Representative fluorescent micrographs confirmed these quantitative trends, showing denser and more extensive EPS networks in biofilms grown on microplastic and glass substrates relative to controls (Fig. 6c). The micrographs reveal abundant protein (yellow) and polysaccharide (cyan) signals intertwined with eDNA (magenta), forming more complex and entangled architectures on the microbeads—independently of the material—compared to the sparse networks in controls without microbeads.
Discussion
5
In this study, we compared the antibiotic susceptibility of E. coli biofilms grown under flow in the presence of microplastics, glass microbeads, or control biofilms without beads. We further analyzed structural changes, mechanical stability, and EPS composition in each biofilm type to identify possible mechanisms responsible for the enhanced resistance.

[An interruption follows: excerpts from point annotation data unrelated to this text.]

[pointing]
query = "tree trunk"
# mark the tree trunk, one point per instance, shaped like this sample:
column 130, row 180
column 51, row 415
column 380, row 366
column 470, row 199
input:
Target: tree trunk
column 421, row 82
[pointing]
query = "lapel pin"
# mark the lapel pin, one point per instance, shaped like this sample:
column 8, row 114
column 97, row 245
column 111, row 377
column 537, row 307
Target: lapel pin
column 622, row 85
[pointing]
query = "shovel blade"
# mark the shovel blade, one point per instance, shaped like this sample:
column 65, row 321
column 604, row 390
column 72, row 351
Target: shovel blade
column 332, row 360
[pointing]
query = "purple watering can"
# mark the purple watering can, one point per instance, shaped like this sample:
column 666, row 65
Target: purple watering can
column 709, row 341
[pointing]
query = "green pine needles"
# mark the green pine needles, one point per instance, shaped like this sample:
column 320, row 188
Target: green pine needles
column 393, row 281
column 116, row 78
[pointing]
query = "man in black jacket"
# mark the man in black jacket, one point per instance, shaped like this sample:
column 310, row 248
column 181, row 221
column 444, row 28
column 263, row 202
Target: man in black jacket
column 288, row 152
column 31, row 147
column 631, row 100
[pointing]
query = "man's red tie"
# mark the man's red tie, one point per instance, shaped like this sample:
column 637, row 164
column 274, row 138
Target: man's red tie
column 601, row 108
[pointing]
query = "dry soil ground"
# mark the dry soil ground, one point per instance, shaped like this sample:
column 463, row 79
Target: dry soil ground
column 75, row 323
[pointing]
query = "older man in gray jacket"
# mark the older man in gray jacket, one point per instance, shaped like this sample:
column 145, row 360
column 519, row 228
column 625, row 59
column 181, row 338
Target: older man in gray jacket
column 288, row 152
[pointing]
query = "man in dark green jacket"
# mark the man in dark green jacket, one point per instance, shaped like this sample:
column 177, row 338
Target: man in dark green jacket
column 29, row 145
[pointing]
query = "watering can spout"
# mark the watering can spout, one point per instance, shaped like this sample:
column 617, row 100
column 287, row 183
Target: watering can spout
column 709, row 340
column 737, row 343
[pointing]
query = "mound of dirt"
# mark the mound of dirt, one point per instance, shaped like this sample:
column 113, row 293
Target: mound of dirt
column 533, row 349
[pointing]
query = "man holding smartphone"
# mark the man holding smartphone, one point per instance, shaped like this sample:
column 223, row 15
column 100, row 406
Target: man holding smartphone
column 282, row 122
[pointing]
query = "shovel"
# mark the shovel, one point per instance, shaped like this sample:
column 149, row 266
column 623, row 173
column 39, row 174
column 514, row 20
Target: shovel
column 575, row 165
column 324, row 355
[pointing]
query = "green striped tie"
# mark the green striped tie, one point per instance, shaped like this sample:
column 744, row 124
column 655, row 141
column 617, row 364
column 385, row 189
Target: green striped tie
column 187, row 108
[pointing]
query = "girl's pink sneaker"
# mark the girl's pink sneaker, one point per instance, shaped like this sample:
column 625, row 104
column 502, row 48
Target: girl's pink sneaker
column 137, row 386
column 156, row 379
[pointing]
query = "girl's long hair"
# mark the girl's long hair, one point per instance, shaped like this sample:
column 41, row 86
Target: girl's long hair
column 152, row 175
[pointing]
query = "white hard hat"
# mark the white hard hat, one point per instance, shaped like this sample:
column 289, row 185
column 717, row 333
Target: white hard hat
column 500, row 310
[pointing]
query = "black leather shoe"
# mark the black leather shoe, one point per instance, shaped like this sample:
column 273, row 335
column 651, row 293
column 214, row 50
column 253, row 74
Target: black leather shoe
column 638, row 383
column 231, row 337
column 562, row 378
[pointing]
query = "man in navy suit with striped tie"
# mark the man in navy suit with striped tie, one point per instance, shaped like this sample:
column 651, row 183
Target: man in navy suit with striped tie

Our findings illustrate that the presence and type of abiotic surfaces—particularly microplastics and glass microbeads—strongly influence biofilm antibiotic susceptibility, structural characteristics, and EPS production. Biofilms formed in association with microbeads (MP-biofilm and G-biofilms) displayed significantly greater resistance, with MP-biofilms showing the highest tolerance across all tested concentrations (as shown in Fig. 1b–d). Furthermore, reducing the inlet concentration of MPs to one tenth of the initial concentration used for both MP- and G-biofilms continued to show significantly higher tolerance to ciprofloxacin than G-biofilms (Fig. 2). This was accompanied by a four-fold increase in microbead uptake and overall larger biofilm thickness. This suggests that the presence of MPs intensifies biofilm antibiotic tolerance beyond what is typically expected from surface-mediated growth alone.

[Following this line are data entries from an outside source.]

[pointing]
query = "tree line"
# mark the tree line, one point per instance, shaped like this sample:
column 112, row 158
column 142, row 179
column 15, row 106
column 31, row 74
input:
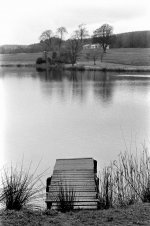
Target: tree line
column 70, row 49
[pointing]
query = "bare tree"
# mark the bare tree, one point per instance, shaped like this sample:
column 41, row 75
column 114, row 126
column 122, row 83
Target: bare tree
column 61, row 32
column 81, row 33
column 103, row 35
column 46, row 39
column 74, row 48
column 93, row 55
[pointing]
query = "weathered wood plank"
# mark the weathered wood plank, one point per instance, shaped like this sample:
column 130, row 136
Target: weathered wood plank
column 77, row 174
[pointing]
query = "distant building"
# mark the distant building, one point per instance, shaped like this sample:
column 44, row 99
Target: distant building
column 93, row 46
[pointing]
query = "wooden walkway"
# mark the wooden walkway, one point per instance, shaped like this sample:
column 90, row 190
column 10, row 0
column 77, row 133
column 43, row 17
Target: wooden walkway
column 78, row 174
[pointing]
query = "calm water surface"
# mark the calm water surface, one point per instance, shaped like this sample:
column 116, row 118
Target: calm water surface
column 68, row 114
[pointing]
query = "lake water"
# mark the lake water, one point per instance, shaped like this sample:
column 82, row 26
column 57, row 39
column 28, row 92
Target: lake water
column 70, row 115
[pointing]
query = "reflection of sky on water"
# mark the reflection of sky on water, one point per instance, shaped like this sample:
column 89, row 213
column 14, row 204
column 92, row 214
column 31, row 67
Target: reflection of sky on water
column 69, row 114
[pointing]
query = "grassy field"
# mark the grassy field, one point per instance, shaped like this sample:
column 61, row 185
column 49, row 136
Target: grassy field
column 132, row 215
column 126, row 56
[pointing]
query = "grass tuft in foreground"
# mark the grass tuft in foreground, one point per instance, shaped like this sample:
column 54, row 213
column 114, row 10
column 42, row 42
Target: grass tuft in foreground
column 125, row 181
column 20, row 188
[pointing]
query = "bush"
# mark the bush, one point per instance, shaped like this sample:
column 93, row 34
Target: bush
column 66, row 198
column 20, row 188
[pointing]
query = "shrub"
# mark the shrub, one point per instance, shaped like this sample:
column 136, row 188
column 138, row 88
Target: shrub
column 66, row 198
column 20, row 188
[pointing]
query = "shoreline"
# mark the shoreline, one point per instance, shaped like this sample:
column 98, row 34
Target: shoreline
column 87, row 67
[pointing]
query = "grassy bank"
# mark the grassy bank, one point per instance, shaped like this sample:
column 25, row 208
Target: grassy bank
column 125, row 56
column 132, row 215
column 115, row 60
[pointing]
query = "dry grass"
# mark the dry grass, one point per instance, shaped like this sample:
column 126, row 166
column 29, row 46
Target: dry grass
column 20, row 188
column 126, row 181
column 132, row 215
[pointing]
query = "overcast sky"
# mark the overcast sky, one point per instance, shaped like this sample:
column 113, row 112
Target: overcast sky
column 22, row 21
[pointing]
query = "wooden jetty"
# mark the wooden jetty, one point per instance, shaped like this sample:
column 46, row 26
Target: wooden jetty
column 79, row 174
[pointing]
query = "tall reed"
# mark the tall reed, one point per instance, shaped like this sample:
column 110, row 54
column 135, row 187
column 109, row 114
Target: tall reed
column 20, row 188
column 126, row 180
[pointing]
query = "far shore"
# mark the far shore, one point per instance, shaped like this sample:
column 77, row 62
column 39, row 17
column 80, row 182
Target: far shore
column 87, row 66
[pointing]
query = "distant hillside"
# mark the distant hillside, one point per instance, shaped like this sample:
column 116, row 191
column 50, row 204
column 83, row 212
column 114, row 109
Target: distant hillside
column 136, row 39
column 33, row 48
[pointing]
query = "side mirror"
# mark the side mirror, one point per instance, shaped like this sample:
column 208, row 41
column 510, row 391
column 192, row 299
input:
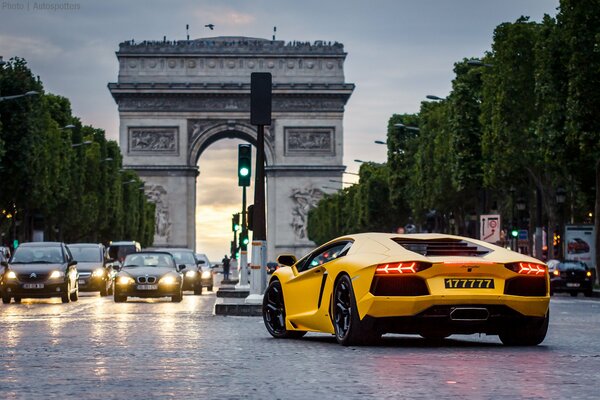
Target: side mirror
column 287, row 259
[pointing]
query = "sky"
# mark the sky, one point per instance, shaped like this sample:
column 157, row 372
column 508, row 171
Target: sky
column 399, row 51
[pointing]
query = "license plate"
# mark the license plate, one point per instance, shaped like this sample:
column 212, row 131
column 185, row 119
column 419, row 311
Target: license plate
column 147, row 287
column 469, row 283
column 33, row 286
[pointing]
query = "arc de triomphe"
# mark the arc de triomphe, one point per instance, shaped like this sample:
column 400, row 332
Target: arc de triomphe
column 176, row 98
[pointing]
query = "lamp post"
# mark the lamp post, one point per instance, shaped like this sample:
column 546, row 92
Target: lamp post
column 561, row 196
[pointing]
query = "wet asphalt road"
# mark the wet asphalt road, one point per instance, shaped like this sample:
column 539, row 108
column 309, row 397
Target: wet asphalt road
column 96, row 349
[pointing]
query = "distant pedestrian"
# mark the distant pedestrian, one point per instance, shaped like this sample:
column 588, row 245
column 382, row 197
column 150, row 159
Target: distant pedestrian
column 226, row 261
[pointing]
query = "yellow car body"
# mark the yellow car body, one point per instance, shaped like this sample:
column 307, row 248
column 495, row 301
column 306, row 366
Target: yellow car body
column 429, row 284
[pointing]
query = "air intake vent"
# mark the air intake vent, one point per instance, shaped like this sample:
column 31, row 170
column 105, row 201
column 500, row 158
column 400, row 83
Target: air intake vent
column 442, row 247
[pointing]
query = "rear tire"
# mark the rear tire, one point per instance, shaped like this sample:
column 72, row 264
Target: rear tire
column 528, row 333
column 349, row 329
column 274, row 313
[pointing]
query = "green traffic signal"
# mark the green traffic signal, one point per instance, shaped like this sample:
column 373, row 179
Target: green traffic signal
column 244, row 164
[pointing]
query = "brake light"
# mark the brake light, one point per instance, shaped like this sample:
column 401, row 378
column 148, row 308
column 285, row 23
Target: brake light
column 527, row 268
column 400, row 268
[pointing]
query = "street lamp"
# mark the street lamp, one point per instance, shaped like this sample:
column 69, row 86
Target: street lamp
column 18, row 96
column 82, row 143
column 475, row 62
column 433, row 97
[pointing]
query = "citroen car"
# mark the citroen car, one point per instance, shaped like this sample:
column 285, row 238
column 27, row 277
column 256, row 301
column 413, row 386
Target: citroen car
column 359, row 287
column 40, row 270
column 95, row 273
column 196, row 273
column 149, row 274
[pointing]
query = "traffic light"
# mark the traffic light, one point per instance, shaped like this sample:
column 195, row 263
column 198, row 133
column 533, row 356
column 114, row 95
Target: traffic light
column 250, row 217
column 244, row 164
column 235, row 222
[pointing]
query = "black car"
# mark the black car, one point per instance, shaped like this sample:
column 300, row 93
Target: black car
column 149, row 274
column 40, row 270
column 194, row 271
column 95, row 273
column 571, row 276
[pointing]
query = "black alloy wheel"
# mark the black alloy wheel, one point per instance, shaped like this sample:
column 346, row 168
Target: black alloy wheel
column 349, row 329
column 66, row 296
column 274, row 313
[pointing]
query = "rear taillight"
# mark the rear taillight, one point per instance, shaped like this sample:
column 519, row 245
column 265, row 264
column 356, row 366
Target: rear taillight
column 400, row 268
column 523, row 268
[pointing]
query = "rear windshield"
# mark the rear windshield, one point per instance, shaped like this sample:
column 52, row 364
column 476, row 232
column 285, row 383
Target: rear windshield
column 86, row 254
column 572, row 265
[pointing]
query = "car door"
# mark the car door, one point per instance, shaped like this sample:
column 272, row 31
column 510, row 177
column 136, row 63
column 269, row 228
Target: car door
column 304, row 293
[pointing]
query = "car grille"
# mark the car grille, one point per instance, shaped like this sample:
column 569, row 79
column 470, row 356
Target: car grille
column 399, row 286
column 28, row 278
column 442, row 247
column 525, row 286
column 146, row 279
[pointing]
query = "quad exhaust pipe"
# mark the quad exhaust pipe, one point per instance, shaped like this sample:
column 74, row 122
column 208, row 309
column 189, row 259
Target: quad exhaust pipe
column 469, row 314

Physiological stratification is commonly driven by gradients in nutrients availability, resulting in reduced metabolic activity in deeper portions of the biofilm due to limited nutrient concentration and diffusion. This effect is particularly stressed in thick biofilms. These metabolically less active cells are known to be less susceptible to many antibiotics, including ciprofloxacin. In our study, MP-biofilms were considerably thicker than the control biofilms without microbeads. However, in our results, we observed that variation in susceptibility primarily related to proximity to MPs, rather than associated with biofilm depth and metabolism; cells in close contact with or immediately attached to MPs remained predominantly viable, while cells located further or in between the beads exhibited increased susceptibility, as indicated by a higher proportion of dead cells. This spatial pattern was observed in both outer and inner regions of the biofilm. These results suggest that, under our experimental conditions, MPs-associated effects play a more prominent role in shaping antibiotic tolerance than depth-dependent physiological stratification.

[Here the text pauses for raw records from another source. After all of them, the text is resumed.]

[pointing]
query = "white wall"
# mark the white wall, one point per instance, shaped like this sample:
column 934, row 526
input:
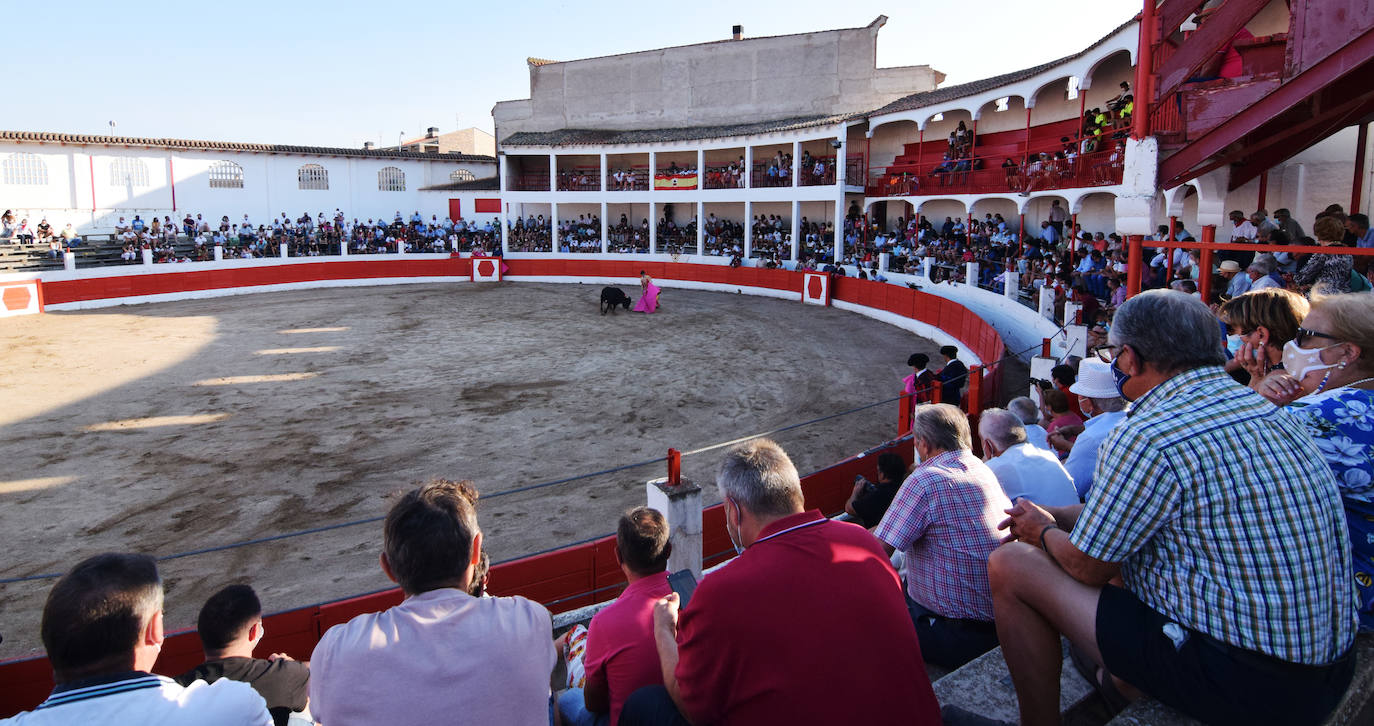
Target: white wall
column 269, row 186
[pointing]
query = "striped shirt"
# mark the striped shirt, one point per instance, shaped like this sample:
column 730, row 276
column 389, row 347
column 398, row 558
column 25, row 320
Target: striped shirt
column 1224, row 519
column 945, row 520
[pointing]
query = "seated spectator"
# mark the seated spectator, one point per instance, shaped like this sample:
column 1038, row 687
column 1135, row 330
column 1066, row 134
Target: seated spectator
column 1029, row 415
column 759, row 644
column 1201, row 626
column 952, row 376
column 621, row 656
column 1022, row 469
column 944, row 521
column 488, row 659
column 1099, row 402
column 102, row 629
column 870, row 499
column 1262, row 322
column 230, row 627
column 1329, row 385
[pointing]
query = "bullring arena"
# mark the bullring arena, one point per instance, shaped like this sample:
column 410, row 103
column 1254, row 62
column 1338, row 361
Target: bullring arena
column 182, row 425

Structural analyses provide mechanistic insight into this phenomenon. OCT revealed that MP-biofilms were substantially thicker than both C- and G-biofilms, with an architecture characterized by localized dense zones surrounding microplastic particles (Fig. 3a–c). CLSM images confirmed that microplastics were more efficiently incorporated into the biofilm matrix compared to glass beads, which remained sparsely embedded (Fig. 4). This difference in microbead incorporation may explain the formation of thicker and denser MP-biofilms, as the surface chemistry and hydrophobicity of MPs likely promote stronger cell–surface interactions [12]. The spatial heterogeneity observed in MP-biofilms—dense clusters interspersed with streamer-like branches (Fig. S1)—further indicates localized growth patterns with high cell density, which likely facilitate cell-to-cell communication. This can potentially facilitate gene exchange and adaptative mutations, promoting antibiotic resistance, as suggested in previous studies [19,20]. However, the potential role of increased gene transfer and mutations in enhancing antibiotic tolerance in MP-biofilms needs to be directly evaluated in future studies, likely through detailed sequencing-based comparisons with control biofilms grown in the absence of microbeads. Prior literature has also shown that MPs can adsorb and accumulate genetic material, providing not only a favorable attachment surface for microorganisms, but also additional substrate for gene exchange [[24], [25], [26]]. This is particularly relevant in aquatic environments, especially within wastewater systems, where the coexistence of MPs, antibiotic traces, and antibiotic resistance genes (ARGs) can accelerate the formation of highly tolerant biofilms. Consequently, the densely grown biofilms in wastewater systems attached to MPs likely have greater access to adsorbed ARGs and horizontal gene transfer rates, ultimately contributing to the already ongoing critical AMR development globally.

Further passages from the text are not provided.